In addition, the survey found that member companies do not exclude
coverage for certain benefits or establish differentials in premium rates or
cost-sharing for coverage on the basis of genetic information. Independent research confirms this ¾
health insurers are not "either asking for or using presymptomatic
genetic test results in their underwriting decisions," even in states where no
genetic testing legislation has been enacted.
Current
Privacy Protections
Some
pending genetic nondiscrimination proposals include provisions that would impose
special confidentiality requirements regarding genetic discrimination.
Once again, however, current federal law already speaks to the
confidentiality of personal health information, including genetic information.
For example, the preamble to the HIPAA privacy rule, published December
28, 2000, specifically notes that genetic information is included in the term
"protected health information" and subject to sweeping new requirements
governing the use and disclosure of health information by health plans; health
care clearinghouses; and doctors, hospitals, and other health care providers.
In addition, the Gramm-Leach-Bliley Act (GLBA), enacted November 12,
1999, requires health insurers and other covered financial institutions to
protect the privacy of nonpublic personal information.

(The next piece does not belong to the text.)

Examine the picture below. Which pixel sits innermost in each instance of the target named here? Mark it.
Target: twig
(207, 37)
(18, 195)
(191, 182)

In the case of insurers, the statute delegates the enforcement of these
requirements to state insurance authorities, and states are now considering
legislative and/or regulatory responses to GLBA.
Furthermore, the National Association of Insurance Commissioners has
adopted a model regulation to guide state policy makers in complying with
GLBA's privacy requirements.
I
should note that HIAA's members are increasingly concerned about the
multiplicity of federal and state laws governing the privacy of personal health
information. It is becoming
increasingly costly for our members to sort through and comply with all of these
vary requirements, especially when an insurer does business in a large number of
states. This cost ultimately is
borne by consumers in the form of higher premiums. It is for this reason that HIAA has called for federal
preemption in the case of privacy requirements.
For purposes of this hearing, suffice it to say that HIAA strongly
opposes additional federal requirements that would uniquely govern the privacy
of genetic information. This would
only further complicate an already difficult situation. HIAA member companies believe it is important to treat
all medical information - including genetic information - equally to assure
strong and uniform confidentiality protections.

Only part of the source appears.